The Weinberger case does not list a four-factor test to consider when granting a permanent injunction. In fact, the Weinberger case was not strictly about the granting of a permanent injunction because the final merits had to be resolved in the permit application. The decision in eBay v. MercExchange about the presence of a four-factor test for permanent injunctions may have unintended consequences. In ZEN INVESTMENTS, 2006 US Dist. LEXIS 37171 (decided June 2, 2006), the court noted: “The Third Circuit has not reached agreement #5 on whether a plaintiff must prove irreparable harm to receive a permanent injunction, as opposed to a preliminary injunction which always requires a showing of irreparable harm.” eBay’s decision brings “irreparable damage” right back into the permanent injunction calculation without giving much guidance on how to assess irreparable damage. The immediate impact will be more uncertainty.
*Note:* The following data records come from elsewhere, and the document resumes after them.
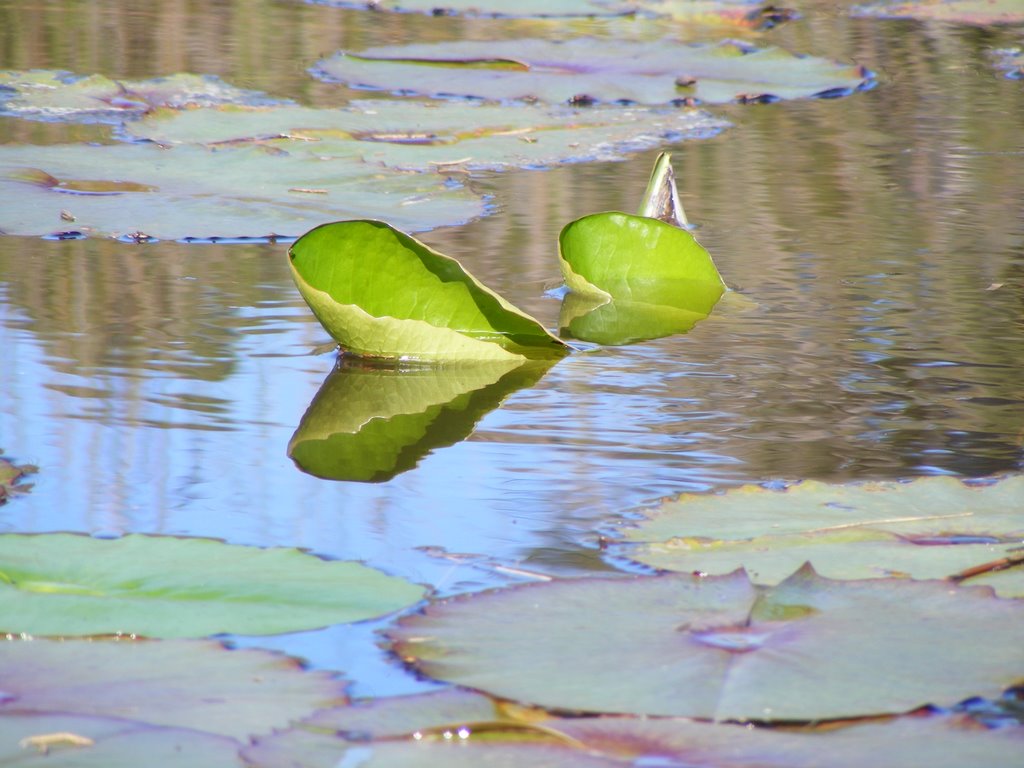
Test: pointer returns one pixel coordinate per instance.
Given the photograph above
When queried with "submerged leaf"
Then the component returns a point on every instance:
(928, 528)
(197, 685)
(436, 136)
(719, 647)
(381, 293)
(589, 70)
(64, 584)
(171, 194)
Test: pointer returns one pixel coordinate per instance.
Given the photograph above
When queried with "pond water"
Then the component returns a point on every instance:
(876, 244)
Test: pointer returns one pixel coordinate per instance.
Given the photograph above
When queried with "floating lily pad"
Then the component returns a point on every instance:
(589, 70)
(49, 94)
(722, 648)
(963, 11)
(197, 685)
(62, 584)
(929, 528)
(83, 741)
(436, 135)
(381, 293)
(369, 424)
(439, 728)
(171, 194)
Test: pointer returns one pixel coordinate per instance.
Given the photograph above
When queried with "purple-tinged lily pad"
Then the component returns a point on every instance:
(585, 71)
(48, 94)
(961, 11)
(230, 192)
(197, 685)
(931, 527)
(64, 584)
(83, 741)
(722, 648)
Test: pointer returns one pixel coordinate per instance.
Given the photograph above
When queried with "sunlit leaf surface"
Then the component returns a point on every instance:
(928, 528)
(369, 424)
(469, 729)
(198, 685)
(722, 648)
(48, 94)
(588, 70)
(431, 136)
(171, 194)
(381, 293)
(964, 11)
(62, 584)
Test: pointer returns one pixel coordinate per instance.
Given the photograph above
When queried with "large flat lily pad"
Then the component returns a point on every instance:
(929, 528)
(722, 648)
(251, 190)
(589, 70)
(62, 584)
Ironically, the eBay court’s citation of a nonexistent four-factor test resonates with some questionable citation practices in the Weinberger case. For example, the adequacy of Weinberger’s court citations in other cases appearing on page 312 has been questioned by legal scholars. Thus, Douglas Laycock wrote about Weinberger in the Harvard Law Review in 1990 (103 Harv. L. Rev. 687):

The Court said it “has repeatedly held that the basis for injunctive relief in the federal courts has always been irreparable harm and insufficient legal remedies.” He then cited Rondeau v. Mosinee Paper Corp., a contentious case; Samson vs. Murray, a case on preliminary relief and deference to administrative agencies; Beacon Theatres, Inc. c. Westover, a jury trial case; and Hecht Co.v. bowling,

a case that doesn’t even mention the irreparable harm rule. Weinberger himself is about excessive hardship and deference to the military. Each of these cases is cited in a different section of this article; they have almost nothing in common except the phrase “irreparable damage”. Hecht doesn’t even have that; Hecht denied a court order on the grounds that it would be futile. The Court misquoted him in Weinberger. Perhaps the paralegal assumed that any case in which an injunction was denied and discretion was mentioned must have been a case of irreparable injury.
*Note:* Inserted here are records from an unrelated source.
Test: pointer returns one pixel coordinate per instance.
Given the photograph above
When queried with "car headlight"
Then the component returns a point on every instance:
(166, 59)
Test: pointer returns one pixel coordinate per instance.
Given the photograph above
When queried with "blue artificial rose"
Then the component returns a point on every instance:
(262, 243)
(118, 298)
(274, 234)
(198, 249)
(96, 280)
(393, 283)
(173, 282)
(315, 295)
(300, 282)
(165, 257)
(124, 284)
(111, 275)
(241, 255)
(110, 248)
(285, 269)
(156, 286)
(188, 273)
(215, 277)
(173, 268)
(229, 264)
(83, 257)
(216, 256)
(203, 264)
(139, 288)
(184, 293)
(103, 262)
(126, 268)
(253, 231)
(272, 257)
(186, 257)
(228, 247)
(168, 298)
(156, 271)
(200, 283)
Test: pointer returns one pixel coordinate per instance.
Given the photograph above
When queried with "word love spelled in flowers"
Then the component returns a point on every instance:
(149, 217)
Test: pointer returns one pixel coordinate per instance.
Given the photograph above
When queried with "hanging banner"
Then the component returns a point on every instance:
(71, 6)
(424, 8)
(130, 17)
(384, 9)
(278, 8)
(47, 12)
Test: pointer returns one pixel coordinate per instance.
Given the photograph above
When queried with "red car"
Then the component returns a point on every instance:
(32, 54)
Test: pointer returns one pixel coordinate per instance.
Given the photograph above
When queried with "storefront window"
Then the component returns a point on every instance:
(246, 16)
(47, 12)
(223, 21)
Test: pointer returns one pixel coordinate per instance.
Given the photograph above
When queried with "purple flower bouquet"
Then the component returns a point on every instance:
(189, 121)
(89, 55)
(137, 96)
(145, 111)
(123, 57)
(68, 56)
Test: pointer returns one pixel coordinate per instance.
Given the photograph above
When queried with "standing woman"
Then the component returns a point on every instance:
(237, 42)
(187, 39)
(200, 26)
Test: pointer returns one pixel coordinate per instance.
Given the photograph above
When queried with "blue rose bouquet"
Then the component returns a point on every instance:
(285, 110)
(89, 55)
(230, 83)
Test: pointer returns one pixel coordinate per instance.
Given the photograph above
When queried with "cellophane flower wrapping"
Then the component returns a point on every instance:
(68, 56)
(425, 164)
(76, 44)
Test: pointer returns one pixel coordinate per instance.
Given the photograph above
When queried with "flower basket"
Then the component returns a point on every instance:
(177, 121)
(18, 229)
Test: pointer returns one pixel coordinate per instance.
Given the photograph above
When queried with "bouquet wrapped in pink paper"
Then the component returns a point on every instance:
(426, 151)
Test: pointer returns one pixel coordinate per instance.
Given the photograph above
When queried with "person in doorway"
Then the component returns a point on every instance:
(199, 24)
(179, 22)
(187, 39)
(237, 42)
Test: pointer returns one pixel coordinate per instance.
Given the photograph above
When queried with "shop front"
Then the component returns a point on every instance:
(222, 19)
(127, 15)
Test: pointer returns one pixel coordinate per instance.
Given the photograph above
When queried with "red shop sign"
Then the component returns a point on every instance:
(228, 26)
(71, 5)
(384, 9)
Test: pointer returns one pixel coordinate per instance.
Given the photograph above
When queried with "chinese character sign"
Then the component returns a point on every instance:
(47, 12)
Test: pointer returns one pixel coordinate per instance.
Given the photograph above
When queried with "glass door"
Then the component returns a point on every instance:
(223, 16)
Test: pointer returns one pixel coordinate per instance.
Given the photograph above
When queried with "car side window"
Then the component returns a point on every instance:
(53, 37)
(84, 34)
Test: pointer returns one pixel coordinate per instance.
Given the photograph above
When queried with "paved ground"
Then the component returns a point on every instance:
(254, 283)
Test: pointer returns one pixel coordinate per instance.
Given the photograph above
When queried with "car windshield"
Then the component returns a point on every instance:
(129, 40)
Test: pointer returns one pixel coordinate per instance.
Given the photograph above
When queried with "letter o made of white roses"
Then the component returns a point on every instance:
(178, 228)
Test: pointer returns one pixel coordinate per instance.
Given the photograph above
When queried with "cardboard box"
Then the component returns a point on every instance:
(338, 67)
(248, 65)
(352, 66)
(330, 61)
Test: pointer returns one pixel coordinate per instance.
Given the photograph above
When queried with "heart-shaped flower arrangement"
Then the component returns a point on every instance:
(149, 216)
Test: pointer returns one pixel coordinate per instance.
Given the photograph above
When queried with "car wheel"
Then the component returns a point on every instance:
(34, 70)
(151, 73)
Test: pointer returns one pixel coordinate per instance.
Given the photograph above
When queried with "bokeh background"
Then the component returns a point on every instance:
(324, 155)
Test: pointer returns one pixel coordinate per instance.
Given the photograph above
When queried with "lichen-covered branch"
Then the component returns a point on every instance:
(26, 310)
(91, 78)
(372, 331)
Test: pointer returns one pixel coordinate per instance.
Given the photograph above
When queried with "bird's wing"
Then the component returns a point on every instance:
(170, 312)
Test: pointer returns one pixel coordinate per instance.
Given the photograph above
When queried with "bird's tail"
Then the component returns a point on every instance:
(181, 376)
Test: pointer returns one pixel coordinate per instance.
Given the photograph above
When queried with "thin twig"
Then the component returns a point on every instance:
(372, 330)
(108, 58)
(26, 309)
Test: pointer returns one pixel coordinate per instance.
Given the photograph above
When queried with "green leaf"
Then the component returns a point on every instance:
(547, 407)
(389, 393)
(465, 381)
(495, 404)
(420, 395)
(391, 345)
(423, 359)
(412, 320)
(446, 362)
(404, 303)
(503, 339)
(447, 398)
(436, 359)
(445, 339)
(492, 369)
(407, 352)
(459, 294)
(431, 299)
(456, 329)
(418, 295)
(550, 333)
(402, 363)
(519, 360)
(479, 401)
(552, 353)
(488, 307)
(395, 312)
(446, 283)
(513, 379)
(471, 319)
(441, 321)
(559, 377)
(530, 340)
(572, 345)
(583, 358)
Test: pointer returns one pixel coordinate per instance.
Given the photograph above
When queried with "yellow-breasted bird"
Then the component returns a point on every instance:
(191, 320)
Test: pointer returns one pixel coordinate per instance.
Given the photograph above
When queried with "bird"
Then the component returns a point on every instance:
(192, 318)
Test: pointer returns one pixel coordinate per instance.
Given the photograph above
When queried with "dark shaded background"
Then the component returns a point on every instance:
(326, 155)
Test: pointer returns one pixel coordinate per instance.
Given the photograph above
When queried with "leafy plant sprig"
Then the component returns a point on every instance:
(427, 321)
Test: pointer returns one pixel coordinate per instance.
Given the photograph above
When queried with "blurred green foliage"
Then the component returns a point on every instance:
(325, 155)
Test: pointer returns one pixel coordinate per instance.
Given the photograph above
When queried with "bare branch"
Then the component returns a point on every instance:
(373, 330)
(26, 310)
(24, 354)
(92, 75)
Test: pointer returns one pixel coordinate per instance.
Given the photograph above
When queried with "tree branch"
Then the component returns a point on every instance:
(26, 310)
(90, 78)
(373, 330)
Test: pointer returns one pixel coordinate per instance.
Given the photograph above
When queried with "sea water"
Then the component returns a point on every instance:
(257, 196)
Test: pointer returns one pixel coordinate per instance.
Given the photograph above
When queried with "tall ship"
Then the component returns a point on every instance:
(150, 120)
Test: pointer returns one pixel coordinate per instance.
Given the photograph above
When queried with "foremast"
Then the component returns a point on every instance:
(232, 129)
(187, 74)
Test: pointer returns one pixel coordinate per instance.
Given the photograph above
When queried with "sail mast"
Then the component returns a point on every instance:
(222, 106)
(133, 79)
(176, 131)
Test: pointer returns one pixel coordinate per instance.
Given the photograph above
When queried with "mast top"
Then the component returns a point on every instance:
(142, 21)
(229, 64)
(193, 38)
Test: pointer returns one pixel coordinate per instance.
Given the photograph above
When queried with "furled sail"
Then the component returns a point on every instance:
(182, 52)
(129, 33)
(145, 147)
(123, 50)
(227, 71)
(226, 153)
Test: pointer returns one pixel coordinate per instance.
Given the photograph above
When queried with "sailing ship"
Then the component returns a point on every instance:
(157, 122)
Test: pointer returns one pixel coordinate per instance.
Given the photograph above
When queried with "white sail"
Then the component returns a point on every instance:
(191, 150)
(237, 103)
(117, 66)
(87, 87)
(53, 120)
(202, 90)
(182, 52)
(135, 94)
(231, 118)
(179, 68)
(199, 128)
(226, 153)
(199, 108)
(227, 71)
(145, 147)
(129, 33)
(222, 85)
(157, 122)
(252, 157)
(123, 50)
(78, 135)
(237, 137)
Thus, the cases cited in the Weinberger decision, which was used to justify eBay v. MercExchange does not actually justify the proposition about “repeatedly holding that the basis for injunctive relief is…” Also, there is no list of four enumerated factors in the Weinberger case. Arguably Weinberger c. Romero-Barceló, 456 US 305, 311 (1982) taught that an injunction will not “restrain an act whose detrimental consequences are merely insignificant” (citing Consolidated Canal Co. v. Mesa Canal Co., 177 US 296, 302 (1900 )), an issue quite different from the one faced in eBay v. MercExchange.

While the unanimous decision in eBay is characterized as a limited decision reiterating prior law, it has the potential to create more uncertainty in the area of ​​applying the concept of “irreparable harm” to the calculation of permanent injunctions.

Other aspects of the eBay case were discussed in the Los Angeles Times Gets Facts Wrong in Discussion about Supreme Court case, eBay v. MercExchange

Given that Thomas’s opinion cites the still valid 1908 Continental Paper case against the reasoning of the district court’s eBay opinion, the Federal Circuit Court of Appeals’ four-factor analysis in this case could still be valid, and a permanent court order could still be issued. So ironically, despite all the smoke, MercExchange can still get its permanent injunction and we can almost get “business as usual” on the use of permanent injunctions in patent law, even as greater uncertainty is injected into other areas.